Я отвесила Еське затрещину, и после только спохватилася, что негоже на царева человека руку вздымать, это ж прямая измена, куда там всем разговорам крамольным.
Но Еська от затрещины увернулся ловко.
— Это ты прекрати! Расплылась… клуша деревенская!
И носочком комок грязи пнул, да так, что разлетелся он брызгами.
— Только и способна, что вздыхать и охать… подумаешь, недоазарин на тебя не глядит! Так второй имеется, полновесный, так сказать. Краше прежнего. А если рога мешают, так скажи, братья их быстренько свернут со всею радостью…
— Ты не понимаешь, — обида сдавила горло незримой рукою.
Я ж ничего не сделала!
Все было… было как было… и не придумала я того разговору, как не придумала и прочего, чего случилось зимою… потому и понять не способная, с чего вдруг переменился Арей.
Был один.
Стал другой. Холодный. Чужой. Слова лишнего не вытянешь, а которое вытянешь — то лучше б молчал. Цедит, будто словеса эти ему дороже золота.
Все, мол, хорошо.
Сила возвернулась. И сторицею. И оттого занимается с Ареем сам Фрол Аксютович да на дальнем полигоне.

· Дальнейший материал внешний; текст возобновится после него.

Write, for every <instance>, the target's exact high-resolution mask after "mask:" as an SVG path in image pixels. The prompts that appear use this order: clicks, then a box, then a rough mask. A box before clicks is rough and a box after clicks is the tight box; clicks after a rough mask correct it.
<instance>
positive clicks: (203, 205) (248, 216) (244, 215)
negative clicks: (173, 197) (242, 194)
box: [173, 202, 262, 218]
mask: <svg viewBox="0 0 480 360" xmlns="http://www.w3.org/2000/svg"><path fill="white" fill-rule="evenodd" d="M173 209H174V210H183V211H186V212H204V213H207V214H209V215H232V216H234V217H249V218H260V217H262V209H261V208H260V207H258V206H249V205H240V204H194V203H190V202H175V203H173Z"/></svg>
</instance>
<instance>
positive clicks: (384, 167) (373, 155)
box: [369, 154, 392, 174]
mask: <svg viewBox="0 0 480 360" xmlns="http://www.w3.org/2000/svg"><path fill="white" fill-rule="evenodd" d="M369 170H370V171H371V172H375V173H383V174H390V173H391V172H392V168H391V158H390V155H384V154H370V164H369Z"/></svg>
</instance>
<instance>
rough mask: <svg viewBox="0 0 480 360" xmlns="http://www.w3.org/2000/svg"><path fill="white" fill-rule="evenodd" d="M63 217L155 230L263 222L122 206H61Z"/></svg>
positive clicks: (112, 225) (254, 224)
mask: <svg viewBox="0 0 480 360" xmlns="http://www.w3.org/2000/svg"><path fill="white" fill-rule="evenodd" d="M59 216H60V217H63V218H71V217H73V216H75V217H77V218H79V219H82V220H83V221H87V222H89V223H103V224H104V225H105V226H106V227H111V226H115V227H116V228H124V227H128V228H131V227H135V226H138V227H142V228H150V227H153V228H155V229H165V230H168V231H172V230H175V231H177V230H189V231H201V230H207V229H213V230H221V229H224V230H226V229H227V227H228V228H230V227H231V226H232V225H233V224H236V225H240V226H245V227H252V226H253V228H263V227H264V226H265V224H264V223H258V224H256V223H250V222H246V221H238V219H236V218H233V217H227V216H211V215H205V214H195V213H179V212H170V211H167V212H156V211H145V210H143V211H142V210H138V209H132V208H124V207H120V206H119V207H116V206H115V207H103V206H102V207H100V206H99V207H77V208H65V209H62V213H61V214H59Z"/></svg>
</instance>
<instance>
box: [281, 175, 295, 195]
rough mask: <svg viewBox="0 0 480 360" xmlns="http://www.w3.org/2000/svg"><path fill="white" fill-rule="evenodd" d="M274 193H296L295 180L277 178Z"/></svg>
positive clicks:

Еще и Кирея третьим берут. Чего делают? Того мне не ведомо… я и не лезла бы, поелику негоже девке в мужские дела нос совать.
Да только…
Был Арей и не стало.
Будто бы забыл про меня. Или, наоборот, не забыл, а дальнею дорогою обходит, когда ж случится встретить, то холодеет весь прямо, подбирается и спешит уйти.
Спросила бы прямо, но… боюсь ответ услышать.
Оно ж бывает. Горело сердце и перегорело. А насильно милым не будешь.
— Не понимаю, — Еська кинул в меня комом грязи. — Вот точно не понимаю! Ты выжила, Зося! И не один, не два раза выжила! И дома… и в усадьбе той… на острове. При встрече с подгорной тварью… и потом тоже… подумай. Ты живая! Здесь и сейчас.
Ну да, живая.
И знаю, что надо порадоваться, что не иначе как Божиня за плечом моим стояла, да только нету радости. Пустота одна, будто бы это не Арей там, на поле, выгорел, а я…
— Хорошо… не хочешь так, будем иначе, — второй ком ударился в плечо. — Ты, помнится, у нас берендеевой крови, а берендеи, слыхал, людей чуют. И значит, будь твой недоазарин скотиной…
— Он не скотина!
— Ага, редкого благородства человек, — фыркнул Еська, вновь в меня грязюкою запуская. Да что ж это такое! Я комок стряхнула. — Задурил девке голову, а теперь ходит, нос воротит, будто бы и знать ее не знает…
— Он…
От грязи я отмахнулась и встала.
— Что? А может, нарочно? Кирея подразнить хотел…
Нет, вот чего ему спокойно не сидится-то?
— …они ж друг друга любят, что два цепных кобеля… а ты, стало быть…
Следующий ком грязи разлетелся перед самым моим носом.